Mugabe unlikely to get cash bailout from SA

President Robert Mugabe is unlikely to get the bailout he allegedly seeks for his cash-strapped government on his visit to South Africa this week.

President Robert Mugabe
President Robert Mugabe

Analysts say this is because the SA government had lost faith in him and has its own people to look after. The visit is the latest in a string of lavish trips that have drawn criticism, as Mugabe battles economic meltdown since claiming re-election in 2013.

The visit will focus more on bilateral and “economic cooperation, including regional and continental matters”, according to SA’s Department of International Relations and Cooperation.

“SA has the capacity to bail out Zimbabwe, but it also has to take into account the needs of its own citizens,” said political analyst Gabriel Shumba. “It will never feel obligated to support a government which, despite being endowed with natural resources, continues to mismanage the country while repressing its people.”

Mugabe had pinned hopes for funds to revive the economy on China and other eastern countries when he launched his campaign to retain power. But critics argue that the 91-year-old’s “Look East” strategy has yielded little results. He also has failed to provide the 2.2 million jobs he promised in the run-up to the 2013 polls.

Mugabe has provoked anger among Zimbabweans living abroad after he recently requested their help to rebuild the country his policies destroyed. He previously had attacked them as “sellouts” for condemning his rule, while also scoffing at professionals who took up overseas menial jobs.

Shumba added: “Diasporans are open to assisting the country, but on condition that our government reforms and gives us the right to vote. We also need to be protected from politically motivated persecution and prosecution should we return home. Arrogance has no place in rebuilding Zimbabwe.”

Patrick Chinamasa, the finance minister, has said Zimbabwe’s economy would probably grow by 3.2 % in 2015, despite a shrinking tax base and lower investment.

It is a far cry when compared with the double-digit growth rates last seen between 2009 and mid-2013, during the MDC/Zanu-PF coalition government era.

Former Prime Minister Morgan Tvangirai’s MDC issued a blistering attack against Mugabe’s trip. Wangu Mazodze, the MDC-T South Africa spokesperson, said: “Mugabe's trip is not in the interest of Zimbabwe. He is now a native of the airports.”

He argued Mugabe was an “illegitimate leader” and said if Pretoria wanted to offer him money, it should be on condition that he retired as president.

Economist John Robertson said the economy was in a serious state. “Now, requests for financial help seem certain to be high on the agenda during the closed-door meetings, he said, but SA faced so many competing funding demands that any offers to Zimbabwe might unsettle taxpayers and cause a political backlash.

Zimbabwe has adopted the greenback as official currency, so a weaker rand means less spending or saving power versus the US dollar for the diaspora’s kith and kin.

Its depreciation will also stoke an influx of imported consumption goods which might cripple efforts to create jobs.

“The fall in the rand’s buying power has been significant enough to cause serious downturns in private sector spending,” Robertson stated. “Tobacco and cotton exports are performing badly, even more banks could fail and the prices of the two major exports, gold and platinum, are weak.”

Zimbabwe’s fragile banks are currently not able to lend enough money to industry.
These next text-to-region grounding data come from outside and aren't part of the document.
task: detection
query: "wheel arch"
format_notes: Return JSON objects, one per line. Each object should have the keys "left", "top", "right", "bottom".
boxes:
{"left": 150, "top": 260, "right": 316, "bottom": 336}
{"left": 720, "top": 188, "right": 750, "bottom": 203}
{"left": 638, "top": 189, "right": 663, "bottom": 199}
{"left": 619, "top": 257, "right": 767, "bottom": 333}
This has seen scores of companies shutting down while exports are falling, resulting in wider trade and current account deficits.

According to the Reserve Bank Zimbabwe (RBZ) data, the current account deficit was 25% of GDP last year, from 28.7 % in 2013. However, the 3.7 percentage point improvement does not impress when compared with the southern African region’s average limit of less than 9% of GDP.

With declining exports and limited foreign exchange reserves at its disposal, the Zimbabwe government has found it hard to finance the shortfall.

The annual Purchasing Managers Index (PMI), a measure of the manufacturing sector’s health, stood at 43.5% last year, the Confederation for Zimbabwe Industries (CZI) has said.

A PMI above 50 % suggests growth in the manufacturing sector, while a reading below 50 % points to a contraction. “My belief is that the economy could shrink 6% this year. I also do not believe that 3.1% growth was achieved in 2014,” Robertson said.